Superfund Research Program
Duke University Superfund Research Center - Developmental Co-Exposures: Mechanisms, Outcomes, and Remediation
Center Director: Heather M. Stapleton
Grant Number: P42ES010356
Funding Period: 2000-2027
Research conducted within the Duke University’s Superfund Research Center (DUSRC) studies the neurodevelopmental health impacts of early-life co-exposures to polycyclic aromatic hydrocarbons (PAHs) and metals. Metals (particularly lead) and PAHs are among the top 10 contaminants identified at both Superfund and Brownfield sites, and they often co-occur. Therefore, exposure to mixtures of these contaminants is very common. And unfortunately, the communities that are often more impacted by these exposures are people of color, which can further contribute to the growing health disparities in the United States. Despite their co-occurrence, evaluations of their risks typically neglect the impacts of co-exposures. As a result, site management strategies often try to discretize the multi-contaminant problem, leading to remediation targets that are based on health risks associated with a single exposure rather than real-world mixtures.
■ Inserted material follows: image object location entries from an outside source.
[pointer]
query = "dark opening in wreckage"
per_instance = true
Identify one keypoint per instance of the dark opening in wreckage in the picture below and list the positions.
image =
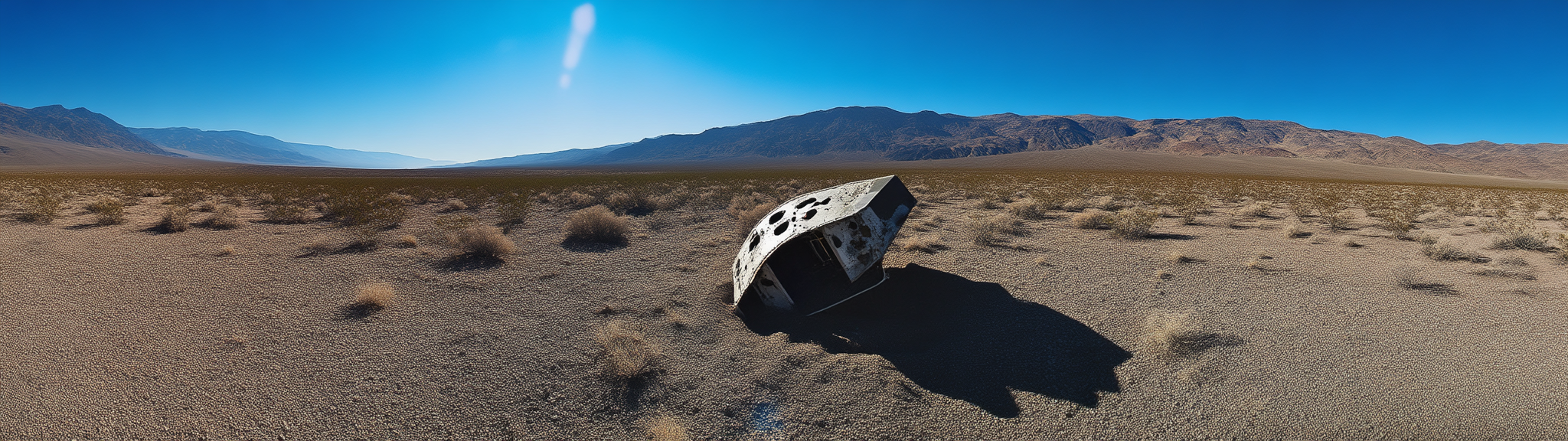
(821, 248)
The overarching goal of the DUSRC is to investigate co-exposures that “replicate the human experience”, as described by NIEHS’s Strategic Plan to advance environmental health science. More specifically, the Center studies the impacts of multiple contaminant exposures in humans and ecological models of neurodevelopmental health, elucidate neurotoxic mechanisms that occur from these co- exposures, and develop remediation and treatment strategies that target the highest risk contaminants without increasing the risk of other contaminants. This integration is central to evaluating the true risk from exposure to hazardous substances. The DUSRC directly addresses the program mandates by investigating health effects and risks and remediation of hazardous substances in an interdisciplinary fashion. DUSRC’s interdisciplinary team of toxicologists, exposure scientists, environmental chemists, engineers, epidemiologists, and community based environmental managers, provide the Center with a unique opportunity to address and examine this complex problem using a systems approach. In addition to responding to SRP mandates, the DUSRC’s research, research translation, and community engagement activities are also highly relevant to numerous stakeholders at the local, regional, and federal levels.